Родители частенько говорят, что, когда я была ребенком, меня можно
было на несколько часов оставить одну в комнате. Я
сидела тихо, почти
даже не шевелясь. Для них это, похоже, свидетельствовало о том, что я
хорошая девочка, послушное дитя. Они не расценивали это как необычное
для ребенка поведение, маскирующее глубокие психологические проблемы.
Десятки лет спустя, когда мне было уже за тридцать и я жила в Сан-
Франциско, я нашла психотерапевта, который смог «разблокировать» всю
мою жизнь.
Ему я наконец призналась, сколько мне было лет, когда мать
перестала обращаться со мной как с маленькой. Я еще никогда и никому об
этом не рассказывала. Мне казалось, если я поведаю кому-либо эту свою
позорную тайну, то люди сразу поймут,
что я с изъяном, а потому по
природе своей недостойна любви. Запинаясь и плача, я наконец нашла в
себе силы сказать эти слова. И врач ответил мне вот такой волшебной
фразой:
— Это не ваша вина. Вы не делали ничего плохого.
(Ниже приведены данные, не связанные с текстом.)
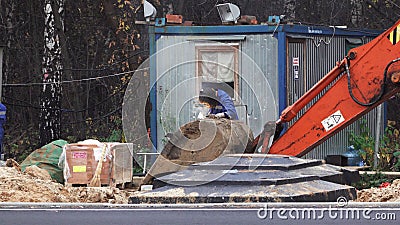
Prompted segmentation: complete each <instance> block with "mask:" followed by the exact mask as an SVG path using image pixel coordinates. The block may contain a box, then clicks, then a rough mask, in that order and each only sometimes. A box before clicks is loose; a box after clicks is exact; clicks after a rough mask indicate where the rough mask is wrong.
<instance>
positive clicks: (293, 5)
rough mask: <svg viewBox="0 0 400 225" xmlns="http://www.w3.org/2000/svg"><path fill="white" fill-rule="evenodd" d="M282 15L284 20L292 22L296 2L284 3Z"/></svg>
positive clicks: (292, 19) (295, 10)
mask: <svg viewBox="0 0 400 225" xmlns="http://www.w3.org/2000/svg"><path fill="white" fill-rule="evenodd" d="M284 13H285V15H286V20H288V21H294V20H295V19H296V0H285V1H284Z"/></svg>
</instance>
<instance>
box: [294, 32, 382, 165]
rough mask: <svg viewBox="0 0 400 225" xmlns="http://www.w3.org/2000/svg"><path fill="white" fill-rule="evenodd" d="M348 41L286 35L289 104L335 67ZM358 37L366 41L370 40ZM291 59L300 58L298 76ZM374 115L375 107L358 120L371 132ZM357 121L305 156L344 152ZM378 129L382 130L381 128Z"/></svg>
mask: <svg viewBox="0 0 400 225" xmlns="http://www.w3.org/2000/svg"><path fill="white" fill-rule="evenodd" d="M348 40H349V39H348V38H346V37H333V38H332V37H322V38H321V37H319V36H307V37H292V38H288V68H287V81H288V87H287V88H288V91H287V98H288V104H292V103H294V102H295V101H296V100H297V99H298V98H299V97H301V96H302V95H303V94H304V93H305V92H306V91H307V90H308V89H310V88H311V87H312V86H313V85H314V84H315V83H317V82H318V81H319V80H320V79H321V78H322V77H323V76H325V74H327V73H328V72H329V71H330V70H331V69H332V68H333V67H334V66H335V63H336V62H338V61H340V60H342V59H343V58H344V56H345V55H346V47H347V46H346V41H348ZM360 40H361V41H362V42H364V43H366V42H368V41H370V40H371V39H365V40H364V39H360ZM293 58H297V59H298V61H299V68H298V70H299V77H298V79H296V78H295V74H294V70H295V69H296V68H295V67H294V66H293ZM314 102H315V101H314ZM311 104H312V103H311ZM311 104H310V105H311ZM382 110H383V109H382ZM303 112H304V110H303V111H302V112H301V113H300V114H299V116H300V115H301V114H302V113H303ZM377 115H378V111H377V109H374V110H373V111H371V112H369V113H368V114H367V115H365V116H364V117H363V118H361V119H360V120H363V119H365V120H366V122H367V127H368V128H370V132H371V134H374V133H375V132H376V123H377V119H376V118H377ZM383 115H384V114H383V113H382V117H381V118H380V119H381V121H382V123H381V124H384V122H383V121H384V116H383ZM360 120H359V121H357V122H355V123H354V124H352V125H350V126H349V127H347V128H345V129H344V130H342V131H341V132H339V133H338V134H336V135H335V136H333V137H331V138H330V139H328V140H327V141H325V142H324V143H322V144H321V145H320V146H318V147H316V148H315V149H314V150H312V151H311V152H310V153H308V154H307V155H305V156H304V157H305V158H317V159H323V158H324V157H325V156H326V155H329V154H342V153H344V152H345V151H346V146H348V132H349V131H351V130H354V131H358V130H359V126H360ZM381 129H382V130H383V128H381ZM381 133H382V132H381Z"/></svg>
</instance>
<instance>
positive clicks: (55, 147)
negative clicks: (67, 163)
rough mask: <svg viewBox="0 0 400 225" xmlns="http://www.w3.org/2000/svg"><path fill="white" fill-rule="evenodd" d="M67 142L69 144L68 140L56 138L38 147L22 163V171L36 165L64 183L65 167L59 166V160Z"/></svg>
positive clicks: (58, 180)
mask: <svg viewBox="0 0 400 225" xmlns="http://www.w3.org/2000/svg"><path fill="white" fill-rule="evenodd" d="M66 144H68V142H67V141H64V140H56V141H53V142H51V143H49V144H47V145H45V146H43V147H41V148H39V149H36V150H35V151H33V152H32V153H31V154H30V155H29V156H28V157H26V159H25V160H24V161H23V162H22V163H21V165H20V166H21V169H22V171H25V169H26V167H28V166H32V165H36V166H37V167H39V168H41V169H44V170H46V171H47V172H49V174H50V176H51V178H52V179H54V180H56V181H57V182H59V183H64V175H63V168H60V167H58V161H59V158H60V155H61V153H62V152H63V146H64V145H66Z"/></svg>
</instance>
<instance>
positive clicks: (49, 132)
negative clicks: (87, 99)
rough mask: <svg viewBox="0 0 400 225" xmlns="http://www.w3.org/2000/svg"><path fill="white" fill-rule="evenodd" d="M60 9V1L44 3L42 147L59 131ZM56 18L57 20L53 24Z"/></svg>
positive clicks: (61, 64)
mask: <svg viewBox="0 0 400 225" xmlns="http://www.w3.org/2000/svg"><path fill="white" fill-rule="evenodd" d="M63 7H64V3H63V0H46V1H45V6H44V13H45V29H44V40H45V46H44V56H43V86H42V91H41V96H40V104H41V105H40V106H41V110H40V124H39V129H40V143H41V144H42V145H44V144H47V143H49V142H51V141H53V140H56V139H58V138H59V137H60V132H61V119H60V118H61V111H60V109H61V78H62V73H63V64H62V57H61V49H62V48H61V44H60V35H59V31H60V30H62V29H63V27H64V25H63V20H62V18H63ZM56 18H57V19H59V20H60V21H56ZM57 22H58V23H57ZM60 22H61V23H60ZM57 25H58V26H57Z"/></svg>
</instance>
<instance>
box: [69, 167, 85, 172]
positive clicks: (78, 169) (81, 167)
mask: <svg viewBox="0 0 400 225" xmlns="http://www.w3.org/2000/svg"><path fill="white" fill-rule="evenodd" d="M72 172H74V173H84V172H86V166H73V167H72Z"/></svg>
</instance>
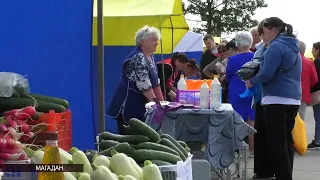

Вы были просто
ребенком.
Покинув
его кабинет, я отправилась в книжный магазин и со второго
этажа, глядя в окно на открывающуюся передо мной площадь Юнион-
сквер, позвонила матери и спросила ее, почему она не позволяла мне самой
распоряжаться своим собственным телом. Она ответила, что не помнит,
что, наверное, была еще слишком молода. Но
скорее всего, предположила
мать, она просто старалась делать для меня самое лучшее, всего лишь
пыталась быть хорошей матерью. Что все это для нее очень печально, но ей
тут нечего сказать. Больше мы об этом ни разу не заговаривали.